Other suggest that there is a potential future in artificially-made fuels. The Institute of Mechanical Engineers recently issued a report which suggested that synthetic ‘low-carbon’ fuels, and bio-fuels, could make a significant difference to emissions. Professor Kelly doesn’t think so, though.

We need fewer vehicles on the road

“No, I don’t agree with that path. We need fewer vehicles on the road is my view. So putting that into current context , many cities around the globe are talking about temporary bike lanes, expanding pavement use and losing some roads to traffic all together. I think this is the opportunity for city authorities and governments to bring in a combination of those interventions, I guess, along with cleaning up public transport and the private transport fleet, but ensuring that’s combined with the other end where we don’t need to travel as much, and therefore, we just have fewer transport emissions altogether.

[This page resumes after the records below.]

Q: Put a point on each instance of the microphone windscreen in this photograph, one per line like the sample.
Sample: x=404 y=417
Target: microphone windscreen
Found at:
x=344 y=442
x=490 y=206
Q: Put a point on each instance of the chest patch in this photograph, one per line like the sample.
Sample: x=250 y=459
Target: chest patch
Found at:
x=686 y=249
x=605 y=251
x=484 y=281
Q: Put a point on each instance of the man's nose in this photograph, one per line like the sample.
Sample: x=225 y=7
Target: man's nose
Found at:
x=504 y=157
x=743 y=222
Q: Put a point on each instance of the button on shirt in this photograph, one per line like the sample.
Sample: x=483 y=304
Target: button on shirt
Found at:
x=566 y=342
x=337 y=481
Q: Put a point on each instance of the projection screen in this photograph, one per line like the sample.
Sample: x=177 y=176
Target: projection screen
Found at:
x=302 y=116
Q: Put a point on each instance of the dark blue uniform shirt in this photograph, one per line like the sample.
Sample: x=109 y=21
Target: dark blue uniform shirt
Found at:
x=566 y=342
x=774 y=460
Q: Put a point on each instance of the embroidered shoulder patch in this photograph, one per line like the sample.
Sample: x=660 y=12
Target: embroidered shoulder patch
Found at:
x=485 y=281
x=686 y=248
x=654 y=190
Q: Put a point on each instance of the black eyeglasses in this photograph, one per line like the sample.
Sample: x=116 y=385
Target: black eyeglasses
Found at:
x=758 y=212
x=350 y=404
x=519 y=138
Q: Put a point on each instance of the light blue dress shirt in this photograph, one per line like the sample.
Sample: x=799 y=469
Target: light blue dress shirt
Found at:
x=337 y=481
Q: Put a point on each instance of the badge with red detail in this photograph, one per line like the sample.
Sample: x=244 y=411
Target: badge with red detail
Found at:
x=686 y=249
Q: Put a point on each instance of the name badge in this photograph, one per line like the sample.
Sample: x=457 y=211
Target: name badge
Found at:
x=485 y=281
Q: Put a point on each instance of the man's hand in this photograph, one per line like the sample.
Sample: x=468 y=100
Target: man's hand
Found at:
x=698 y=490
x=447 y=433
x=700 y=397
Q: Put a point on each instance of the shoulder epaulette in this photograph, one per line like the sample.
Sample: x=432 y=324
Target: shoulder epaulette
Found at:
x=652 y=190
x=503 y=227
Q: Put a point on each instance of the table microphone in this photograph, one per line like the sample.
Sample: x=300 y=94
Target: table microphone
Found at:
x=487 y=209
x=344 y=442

“We’re going to need clear leadership. I think there will be support from the ground level up because I think people have appreciated that there are advantages of not having to travel so much. So I think if city administrations can take advantage of the experiences that we’re going through right now, then there may well be long-term benefits to that.

“But I think it’s going to require careful input from central governments, from the city administrations and right down to the individual making personal choices. They don’t have to go into work physically, you know, five days a week in future that they can actually work effectively from home on a couple of days.”